Actress Mimi Kuzyk has just wrapped up her new Global TV series Blue Murder. Now she's ready for a white Christmas in her hometown, arriving in Winnipeg this week for a family celebration.
Kuzyk, who left Winnipeg in 1977 to launch a career that's included stints on Hill Street Blues and L.A. Law and roles in dozens of TV series and movies, says her Winnipeg-based parents, sister and brother normally join her and two other sisters in Toronto, while a fourth sister travels from Ottawa for the holidays.
But this year, the gathering is at her parents' Winnipeg home and slightly smaller than usual.
"There's about 14 of us, counting all the siblings and the husbands and the kids. We always try to get together and about 90% of the time we do, for Christmas anyway," she says.
"My mother hasn't made her own Christmas for a while. She usually comes out here, so she's decorating and going crazy," she says.
There's something to be said for bringing her 10-year-old daughter home to Winnipeg to visit some old haunts, too.
"We go to church down the street but we always go to Kelekis after -- always, always -- for hamburgers and french fries, and the kids love it too."
Kuzyk's mug has been among the many celebrity photos gracing the walls at the Main Street eatery, where she appears in a group shot of the Ukrainian Rusalka Dancers, with whom she danced for 12 years. And even if Winnipeggers haven't seen her around the North End recently, her face is mighty familiar.

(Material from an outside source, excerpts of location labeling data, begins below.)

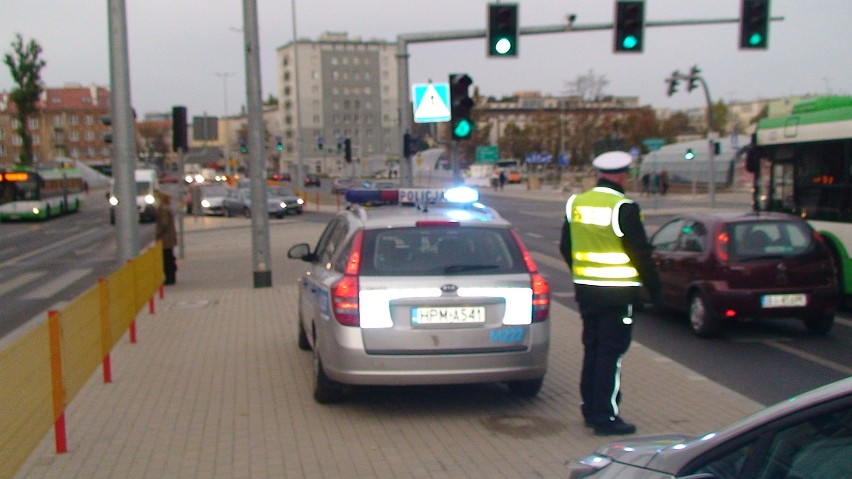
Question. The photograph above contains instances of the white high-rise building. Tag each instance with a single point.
(339, 88)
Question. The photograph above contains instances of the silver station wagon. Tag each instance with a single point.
(423, 290)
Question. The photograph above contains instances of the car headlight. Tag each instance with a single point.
(587, 466)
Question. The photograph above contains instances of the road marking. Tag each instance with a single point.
(51, 288)
(24, 278)
(807, 356)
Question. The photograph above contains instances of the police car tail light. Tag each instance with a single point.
(540, 286)
(344, 293)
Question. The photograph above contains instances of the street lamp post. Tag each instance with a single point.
(225, 148)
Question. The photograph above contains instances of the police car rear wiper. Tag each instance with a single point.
(458, 268)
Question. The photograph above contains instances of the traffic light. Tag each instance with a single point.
(754, 24)
(629, 25)
(503, 30)
(180, 140)
(673, 81)
(461, 123)
(693, 78)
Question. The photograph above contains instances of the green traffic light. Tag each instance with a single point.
(755, 39)
(463, 128)
(503, 46)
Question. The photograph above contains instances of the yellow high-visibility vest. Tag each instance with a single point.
(598, 256)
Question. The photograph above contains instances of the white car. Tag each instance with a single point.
(437, 293)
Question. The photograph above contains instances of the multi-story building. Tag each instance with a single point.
(67, 124)
(336, 88)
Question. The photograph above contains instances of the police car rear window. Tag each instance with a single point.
(439, 250)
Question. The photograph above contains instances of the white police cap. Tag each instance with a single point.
(613, 161)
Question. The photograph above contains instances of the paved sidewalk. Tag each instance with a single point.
(216, 387)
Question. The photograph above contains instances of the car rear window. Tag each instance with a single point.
(770, 238)
(436, 250)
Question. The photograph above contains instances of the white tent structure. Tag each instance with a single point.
(671, 158)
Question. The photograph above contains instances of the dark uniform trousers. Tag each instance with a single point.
(607, 331)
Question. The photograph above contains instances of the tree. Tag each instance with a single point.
(25, 66)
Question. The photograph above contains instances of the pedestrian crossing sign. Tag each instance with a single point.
(431, 102)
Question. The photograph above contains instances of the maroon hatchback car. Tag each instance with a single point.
(740, 266)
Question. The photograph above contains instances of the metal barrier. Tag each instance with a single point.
(42, 371)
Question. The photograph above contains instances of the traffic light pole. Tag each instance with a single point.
(403, 40)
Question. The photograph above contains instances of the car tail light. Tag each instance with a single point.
(344, 293)
(540, 287)
(723, 240)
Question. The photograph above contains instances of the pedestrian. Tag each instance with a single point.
(605, 245)
(167, 234)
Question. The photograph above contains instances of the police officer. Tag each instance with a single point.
(604, 243)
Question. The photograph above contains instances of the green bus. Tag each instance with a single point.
(39, 193)
(802, 164)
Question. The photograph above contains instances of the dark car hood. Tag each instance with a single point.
(642, 451)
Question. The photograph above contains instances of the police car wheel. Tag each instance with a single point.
(326, 391)
(704, 324)
(527, 388)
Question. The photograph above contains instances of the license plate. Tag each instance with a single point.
(448, 315)
(783, 300)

Kuzyk says people still bring up her role as Det. Patsy Mayo on Hill Street Blues, in which she was partnered with Ken Olin. But she's built up a huge body of work since the mid-'80s.
She won a Gemini Award for her role in the 1995 CBC movie Little Criminals, and recent movies include A&E's Nero Wolfe mystery The Golden Spider and Lea Pool's upcoming feature Lost and Delirious.
Kuzyk is also seen on CBC weekly as mom Mila Stiglic in teen sitcom Our Hero and she plays an enigmatic deputy police chief in Blue Murder, which debuts on Global Jan. 10.
"I'm the luckiest actress in the world. I'm on a half-hour sitcom where I get to be silly and have fun and then I'm on a one-hour drama where I get to be serious.
"I think it's just a fabulous show. It's on par with any American show that's on now. It's beautifully shot and it's a mystery. We take one case every week ... and it all gets wrapped up in the end."